Before long, the hum of an engine sounded behind me.
Richard and Delilah sat in the car, watching me like I was some kind of joke.
"Rosamond, you've been walking for half an hour. The suffering act is getting old. That's enough."
"Get in the car and come home with me. Apologize to Delilah, and I'll pretend none of this ever happened."
I bit down hard on my lip and dragged my bad leg forward.
I was swaying on my feet, but I didn't stop.
Richard kept blasting the horn, then threw open the door and came at me.
"Rosamond, are you done yet? I'm giving you a way out, and you'd rather make a spectacle of yourself in the middle of the road?"
He was strong. He wrenched both tablets out of my arms.
"Give them back!"
Richard knocked my hands away and hurled the tablets to the ground.
Then he lifted his foot and stomped down without a shred of mercy.
"Richard!"
My eyes went wide with rage. He only looked down at me from where he stood.
"You're going to fight me forever over a couple of worthless wooden tablets?"
"You won't listen to the living, but you cling to dead people's things day and night to sicken everyone!"
"I'm crushing them today. Let's see you keep acting out after that!"

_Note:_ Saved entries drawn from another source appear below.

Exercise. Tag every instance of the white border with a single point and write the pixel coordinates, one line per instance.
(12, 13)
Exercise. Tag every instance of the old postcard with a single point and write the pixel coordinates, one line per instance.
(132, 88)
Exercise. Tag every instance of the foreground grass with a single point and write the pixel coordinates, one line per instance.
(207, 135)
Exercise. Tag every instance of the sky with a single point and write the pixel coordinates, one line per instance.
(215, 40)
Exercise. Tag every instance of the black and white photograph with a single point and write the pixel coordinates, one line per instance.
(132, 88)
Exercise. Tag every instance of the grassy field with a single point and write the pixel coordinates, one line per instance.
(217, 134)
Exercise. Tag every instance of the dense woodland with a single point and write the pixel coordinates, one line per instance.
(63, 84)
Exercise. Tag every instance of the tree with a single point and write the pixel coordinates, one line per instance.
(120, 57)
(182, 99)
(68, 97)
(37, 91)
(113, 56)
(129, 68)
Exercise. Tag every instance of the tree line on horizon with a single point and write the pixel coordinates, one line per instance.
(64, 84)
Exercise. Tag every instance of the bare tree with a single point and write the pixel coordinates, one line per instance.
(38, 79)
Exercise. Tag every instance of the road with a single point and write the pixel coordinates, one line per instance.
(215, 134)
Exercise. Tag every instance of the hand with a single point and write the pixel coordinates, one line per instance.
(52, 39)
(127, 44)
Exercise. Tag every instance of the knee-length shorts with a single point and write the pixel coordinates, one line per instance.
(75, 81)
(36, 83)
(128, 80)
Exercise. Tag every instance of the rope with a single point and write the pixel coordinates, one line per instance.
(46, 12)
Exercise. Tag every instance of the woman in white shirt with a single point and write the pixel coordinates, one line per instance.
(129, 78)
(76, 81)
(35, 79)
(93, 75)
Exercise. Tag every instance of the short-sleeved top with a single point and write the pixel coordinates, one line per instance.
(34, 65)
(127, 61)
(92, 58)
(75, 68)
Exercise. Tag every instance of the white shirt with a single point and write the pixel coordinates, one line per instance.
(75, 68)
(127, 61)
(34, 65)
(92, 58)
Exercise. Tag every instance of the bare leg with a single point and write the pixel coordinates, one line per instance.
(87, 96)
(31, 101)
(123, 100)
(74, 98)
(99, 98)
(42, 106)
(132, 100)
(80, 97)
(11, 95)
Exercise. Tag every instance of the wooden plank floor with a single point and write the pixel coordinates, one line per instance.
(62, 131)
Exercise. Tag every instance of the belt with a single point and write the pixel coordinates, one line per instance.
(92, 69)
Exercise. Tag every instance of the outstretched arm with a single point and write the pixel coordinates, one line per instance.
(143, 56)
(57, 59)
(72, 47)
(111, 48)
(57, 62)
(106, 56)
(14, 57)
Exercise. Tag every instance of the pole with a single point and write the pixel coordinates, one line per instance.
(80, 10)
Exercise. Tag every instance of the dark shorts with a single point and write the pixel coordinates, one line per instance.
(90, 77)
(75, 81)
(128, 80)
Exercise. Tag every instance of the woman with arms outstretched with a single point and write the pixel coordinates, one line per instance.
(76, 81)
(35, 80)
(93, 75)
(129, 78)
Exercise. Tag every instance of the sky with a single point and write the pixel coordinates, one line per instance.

I knelt down in the rainwater, my hands shaking as I tried to piece the fragments back together.
There was nothing left inside me. I slowly raised my head.
"Richard, from now on, I will never appear in front of you again."
Panic flickered across his eyes, but he crushed it down fast.
"Rosamond, quit talking tough. You love me so much you can't survive without me. You think I don't know that?"
"Where else could you go, besides coming home to the Farley family with me?"
He hadn't finished when a low voice came from behind us.
"Rosie, I'm here to take you home."
Richard turned his head, startled, and the moment he saw who it was, he froze where he stood.